Almost half of Moroccans are “anxious” under the mandatory lockdown enforced in mid-March to contain the COVID-19 pandemic, an official survey published Wednesday found.
“Being confined and the health threat of COVID-19 are likely to have a major psychological impact on the population, ranging from difficulty sleeping to post-traumatic stress, depression and panic attacks,” the kingdom’s High Commission for Planning (HCP) said in the report on the April survey.
Moroccan authorities on Monday extended the nationwide lockdown until June 10, citing a “stable but not reassuring sanitary situation”, due to outbreaks that “continue to appear” among families and in factories.
The announcement sparked disappointment on social media.
In late April, 53 percent of households said they would be “prepared to endure, but with difficulty”, an extension of the lockdown, according to the HCP survey.
While anxiety was the dominant emotion experienced by 49 percent of those surveyed, 40 percent mentioned fear, 30 percent claustrophobia, 25 percent reported multiple phobias, and 24 percent reported trouble sleeping.
Some 48 percent reported fear of catching COVID-19, while 21 percent feared losing their jobs and 10 percent were afraid of dying.
Concerns over not being able to provide food for the household and children’s education were also raised.

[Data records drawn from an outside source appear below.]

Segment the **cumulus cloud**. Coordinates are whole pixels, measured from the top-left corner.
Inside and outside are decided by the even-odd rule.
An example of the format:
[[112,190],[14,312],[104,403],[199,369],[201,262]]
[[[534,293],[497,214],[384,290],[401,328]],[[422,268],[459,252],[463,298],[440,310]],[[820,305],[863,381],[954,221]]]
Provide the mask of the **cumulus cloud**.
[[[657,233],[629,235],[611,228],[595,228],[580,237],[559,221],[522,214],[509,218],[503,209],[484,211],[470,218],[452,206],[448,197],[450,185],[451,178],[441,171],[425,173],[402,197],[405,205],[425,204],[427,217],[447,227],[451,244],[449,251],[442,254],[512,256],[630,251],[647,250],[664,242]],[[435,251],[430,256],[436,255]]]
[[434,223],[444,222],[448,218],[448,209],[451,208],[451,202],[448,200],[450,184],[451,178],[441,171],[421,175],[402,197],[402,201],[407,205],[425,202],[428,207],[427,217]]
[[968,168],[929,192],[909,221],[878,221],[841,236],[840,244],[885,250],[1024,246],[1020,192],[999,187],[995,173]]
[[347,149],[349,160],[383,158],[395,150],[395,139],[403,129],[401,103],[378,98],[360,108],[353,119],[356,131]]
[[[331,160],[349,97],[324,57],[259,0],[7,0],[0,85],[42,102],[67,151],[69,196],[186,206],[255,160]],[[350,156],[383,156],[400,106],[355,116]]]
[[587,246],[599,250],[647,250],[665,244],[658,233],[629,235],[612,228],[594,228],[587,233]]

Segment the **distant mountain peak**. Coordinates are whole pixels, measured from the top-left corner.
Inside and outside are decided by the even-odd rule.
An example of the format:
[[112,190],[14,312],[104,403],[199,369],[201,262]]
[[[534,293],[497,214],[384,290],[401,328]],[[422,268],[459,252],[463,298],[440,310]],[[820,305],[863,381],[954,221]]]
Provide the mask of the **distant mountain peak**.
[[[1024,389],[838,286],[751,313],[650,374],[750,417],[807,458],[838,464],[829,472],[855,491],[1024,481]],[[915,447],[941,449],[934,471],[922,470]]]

Morocco has deployed a range of direct or indirect aid to support businesses, 950,000 furloughed employees and the 4.3 million families deprived of income from the informal sector.
However, due to delays in implementation, only 40 percent of those who could no longer work said at the end of April that they had received aid from the state or employer, according to the HCP.
The study found that even as many households managed to obtain food, over half did not have disinfectant products and more than a quarter did not have masks.
Since mid-March, all outings have required authorisation and wearing a mask was obligatory in public, with frequent police checks.